Jasbir Sohal – Gas Servicing and Repairs Manager
I was a gas planner at Radian for four years before my current role came up. I applied, did well at interview and now manage the whole gas department, overseeing around 38 people. I’m proud of my team who have consistently achieved 100% gas servicing for the last 11 months, complaints have dropped by 80% and staff engagement has increased massively across the department.
I think working in a male dominated environment can be tough, but if you believe in what you’re doing you’ll succeed. I would love to see more women in high-up positions, and I would advise any woman wanting to work in this environment to just go for it – know your subject, strive to be the best, never let anyone tell you that you cannot do it and be confident! If you’re unsure one of the best things you can do is ask those already in those environments – most will be more than happy to help!
Sarah Kerr – Planned Works Service Manager
In my nine years here, I’ve progressed from being a Works Scheduler on a temporary contract through to being a Planned Works Service Manager, responsible for the kitchen team. I wanted to progress within Radian and thought my current role would offer a good challenge – to manage a team and also face the extra challenges of face to face dealings with our residents.

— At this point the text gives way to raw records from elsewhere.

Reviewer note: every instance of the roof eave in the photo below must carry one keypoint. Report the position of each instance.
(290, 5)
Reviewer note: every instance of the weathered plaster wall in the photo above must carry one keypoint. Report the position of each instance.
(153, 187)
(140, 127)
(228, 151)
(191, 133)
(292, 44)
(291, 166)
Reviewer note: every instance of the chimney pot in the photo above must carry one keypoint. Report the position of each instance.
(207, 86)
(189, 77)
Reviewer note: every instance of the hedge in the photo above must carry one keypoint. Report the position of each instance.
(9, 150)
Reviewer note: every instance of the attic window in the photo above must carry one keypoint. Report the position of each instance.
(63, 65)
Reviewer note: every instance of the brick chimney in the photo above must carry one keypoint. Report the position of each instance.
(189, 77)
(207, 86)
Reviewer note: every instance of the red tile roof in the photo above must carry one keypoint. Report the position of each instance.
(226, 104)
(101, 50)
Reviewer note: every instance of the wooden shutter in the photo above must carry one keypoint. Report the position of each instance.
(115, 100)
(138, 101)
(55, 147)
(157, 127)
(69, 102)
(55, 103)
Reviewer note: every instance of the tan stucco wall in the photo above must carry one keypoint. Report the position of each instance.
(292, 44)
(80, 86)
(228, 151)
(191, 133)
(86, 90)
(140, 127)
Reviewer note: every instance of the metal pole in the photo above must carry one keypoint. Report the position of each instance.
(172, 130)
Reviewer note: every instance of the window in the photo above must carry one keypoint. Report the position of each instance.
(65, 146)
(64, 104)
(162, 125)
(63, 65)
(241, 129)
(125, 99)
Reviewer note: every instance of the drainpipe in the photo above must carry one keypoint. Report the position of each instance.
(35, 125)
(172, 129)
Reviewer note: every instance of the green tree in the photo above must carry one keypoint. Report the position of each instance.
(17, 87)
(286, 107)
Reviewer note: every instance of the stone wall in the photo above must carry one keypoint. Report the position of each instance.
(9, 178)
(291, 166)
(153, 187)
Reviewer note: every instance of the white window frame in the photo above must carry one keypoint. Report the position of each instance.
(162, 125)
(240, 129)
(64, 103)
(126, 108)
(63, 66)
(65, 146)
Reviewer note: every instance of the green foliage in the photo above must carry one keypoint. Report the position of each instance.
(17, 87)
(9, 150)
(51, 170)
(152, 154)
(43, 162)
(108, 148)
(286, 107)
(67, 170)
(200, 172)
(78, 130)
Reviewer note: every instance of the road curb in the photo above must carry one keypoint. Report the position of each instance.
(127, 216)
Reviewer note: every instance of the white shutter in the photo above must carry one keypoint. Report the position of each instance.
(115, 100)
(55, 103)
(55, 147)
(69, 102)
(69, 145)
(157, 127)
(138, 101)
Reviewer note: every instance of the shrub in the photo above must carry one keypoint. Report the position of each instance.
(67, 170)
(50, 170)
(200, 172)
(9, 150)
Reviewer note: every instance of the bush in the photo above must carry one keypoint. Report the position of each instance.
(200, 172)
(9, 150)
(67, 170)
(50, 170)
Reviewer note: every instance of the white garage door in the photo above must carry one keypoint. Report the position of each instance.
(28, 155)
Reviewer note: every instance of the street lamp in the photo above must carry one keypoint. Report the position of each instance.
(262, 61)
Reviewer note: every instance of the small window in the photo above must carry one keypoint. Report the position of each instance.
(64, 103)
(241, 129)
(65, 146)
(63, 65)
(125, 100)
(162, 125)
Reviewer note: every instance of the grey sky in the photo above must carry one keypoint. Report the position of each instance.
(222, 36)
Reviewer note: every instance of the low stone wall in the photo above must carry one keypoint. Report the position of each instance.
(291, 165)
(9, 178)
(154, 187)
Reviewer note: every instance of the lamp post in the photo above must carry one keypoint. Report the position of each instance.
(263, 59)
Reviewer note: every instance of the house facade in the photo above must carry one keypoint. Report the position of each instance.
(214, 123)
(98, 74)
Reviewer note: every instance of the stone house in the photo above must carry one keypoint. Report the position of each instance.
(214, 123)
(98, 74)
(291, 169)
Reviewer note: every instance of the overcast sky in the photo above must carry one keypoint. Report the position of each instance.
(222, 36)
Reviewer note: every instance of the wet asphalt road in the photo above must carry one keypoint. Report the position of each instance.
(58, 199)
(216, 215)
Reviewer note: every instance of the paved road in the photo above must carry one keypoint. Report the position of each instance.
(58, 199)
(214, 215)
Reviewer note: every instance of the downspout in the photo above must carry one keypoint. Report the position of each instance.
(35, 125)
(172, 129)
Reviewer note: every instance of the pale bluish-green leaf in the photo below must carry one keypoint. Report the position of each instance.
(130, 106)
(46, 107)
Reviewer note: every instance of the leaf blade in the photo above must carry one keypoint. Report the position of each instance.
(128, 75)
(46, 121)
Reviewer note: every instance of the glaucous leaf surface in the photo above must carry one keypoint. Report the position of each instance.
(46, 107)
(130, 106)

Working in a male dominated profession doesn’t bother me, I enjoy it as I have a lot of characters in my team! I have two brothers and three step-brothers so I am used to generally being outnumbered! I would always encourage women to work in similar roles. Not to be afraid of working and managing male colleagues – give it a go and don’t be afraid of the challenge. I believe my team are confident that I am very capable of looking after their work problems as well as being a listening ear for their own personal issues. I have always said the people you work with make it and would class a lot of my work colleagues as good friends.
Abigail Wilson – Service Manager
I’ve worked in a few different roles within Technical Services in my time but I have always found working with the trades and being involved with repairs the most enjoyable. I manage a team of five trades and my job is very responsive, it’s a very busy role and each day brings new challenges.
I’ve been at Radian a long time now and have worked hard to progress, so I would say my biggest achievement is when I got the job as Service Manager. I’m still building my knowledge and intend to start the HNC course this year. Working in a male dominated environment has been a really positive experience for me. I’ve always enjoyed working with the tradesmen and my male colleagues in the office as you come across some real characters and work is always fun. I was worried when I first got my role that the guys may not respect me or treat me differently, but this hasn’t been the case at all. I think they have trust in my ability and feel they can come to me to discuss any issues – work or personal. It’s important to believe in your own abilities. Don’t be afraid of a challenge and push yourself to go for the roles that interest you. At the end of the day, gender doesn’t really come into it. If your right for the job, you can get it!